In Hogue v Silver State Schools Credit Union, the Court of Appeals for the Ninth Circuit affirmed dismissal of an FCRA case due to lack of Article III standing.

First, Hogue has not shown actual harm to his concrete interests. The district court found that “no third parties made an adverse credit decision as to [Hogue] based on this disputed information.” When DirecTV conducted a “soft inquiry” on Hogue’s credit report, there is no evidence the inquiry included the disputed Silver State account information, but even if it had, there was no harm: Hogue became a DirecTV customer. When the account came up in Hogue’s 2012 work background check, there was no harm: Hogue’s job was not affected. And although Hogue feared the account would be considered again in his 2017 work background check, it “fell off” his credit report one year before the background check.
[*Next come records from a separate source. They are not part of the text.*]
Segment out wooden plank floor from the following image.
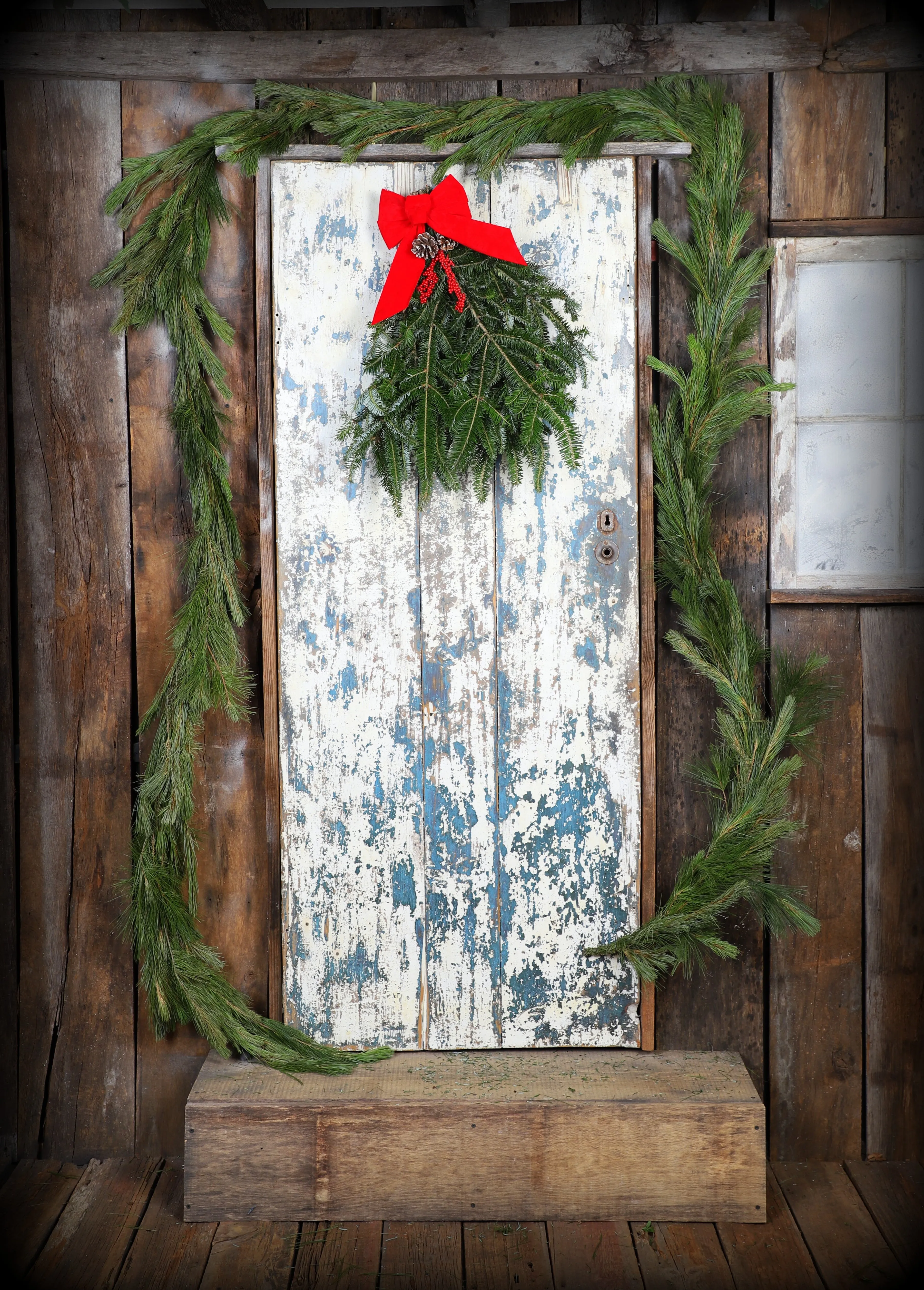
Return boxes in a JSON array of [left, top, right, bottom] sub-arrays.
[[0, 1160, 924, 1290]]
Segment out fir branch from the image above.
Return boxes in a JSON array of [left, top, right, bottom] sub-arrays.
[[338, 248, 588, 512], [94, 77, 829, 1072]]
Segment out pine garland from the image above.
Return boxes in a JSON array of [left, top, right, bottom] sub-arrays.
[[339, 248, 590, 512], [94, 77, 826, 1072]]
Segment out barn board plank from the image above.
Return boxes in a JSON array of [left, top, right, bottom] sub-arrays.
[[0, 1160, 84, 1277], [501, 0, 581, 102], [773, 1161, 902, 1290], [6, 75, 134, 1160], [379, 1223, 462, 1290], [199, 1220, 298, 1290], [822, 20, 924, 75], [0, 22, 821, 83], [859, 605, 924, 1160], [770, 0, 885, 219], [844, 1160, 924, 1273], [292, 1222, 382, 1290], [632, 1223, 733, 1290], [462, 1222, 554, 1290], [885, 72, 924, 217], [656, 75, 769, 1090], [0, 156, 18, 1170], [116, 1160, 218, 1290], [769, 605, 863, 1160], [271, 153, 425, 1048], [546, 1223, 643, 1290], [26, 1157, 160, 1290], [123, 73, 270, 1155], [186, 1049, 765, 1222], [492, 160, 640, 1046], [716, 1165, 822, 1290]]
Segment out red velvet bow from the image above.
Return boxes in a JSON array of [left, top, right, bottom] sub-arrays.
[[372, 174, 527, 322]]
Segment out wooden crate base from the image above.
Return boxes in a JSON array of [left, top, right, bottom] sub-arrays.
[[183, 1049, 766, 1223]]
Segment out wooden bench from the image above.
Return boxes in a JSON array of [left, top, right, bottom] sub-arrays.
[[183, 1049, 766, 1223]]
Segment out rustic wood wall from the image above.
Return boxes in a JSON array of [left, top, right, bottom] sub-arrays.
[[0, 0, 924, 1160]]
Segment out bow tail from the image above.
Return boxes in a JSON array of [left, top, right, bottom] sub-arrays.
[[428, 212, 527, 265], [372, 240, 423, 326]]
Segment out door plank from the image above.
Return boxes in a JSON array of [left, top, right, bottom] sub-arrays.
[[462, 1223, 554, 1290], [292, 1223, 382, 1290], [271, 163, 425, 1048], [859, 605, 924, 1160], [773, 1161, 902, 1290], [379, 1223, 462, 1290], [5, 73, 134, 1160], [199, 1220, 298, 1290], [413, 164, 501, 1049], [632, 1223, 736, 1290], [27, 1157, 160, 1290], [492, 161, 640, 1048], [844, 1160, 924, 1272], [116, 1160, 218, 1290], [0, 1160, 84, 1277], [546, 1223, 643, 1290], [715, 1165, 822, 1290]]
As for other damages, the district court discounted Hogue’s claims of out- of-pocket expenses and emotional distress because he did not provide supporting evidence of those damages and could not show that his expenses and distress were the result of an FCRA violation. Second, Hogue has not shown a material risk of harm to his concrete interests. The district court found that Hogue “failed to show Experian disclosed the disputed credit information to a third party.” Although, as we held in Ramirez v. TransUnion, 951 F.3d 1008, 1027 (9th Cir. 2020), actual dissemination to a third party is not always required to establish standing under the FCRA, the plaintiff still must show a risk that the disputed information could be disseminated and that such dissemination would present a material risk of harm to his concrete interests. Here, there was no risk of dissemination to third parties. As the district court found, the “disputed, negative information at issue here was not published in a consumer report, viewable b[y] third parties.” And even if there was a risk of dissemination, Hogue did not allege a material risk that such dissemination would harm him. Although Hogue’s consumer disclosure report listed the Silver State account as “past due,” it also described the account as having been discharged by Hogue’s bankruptcy. Thus, the district court found that the inclusion of the account was not “materially misleading.”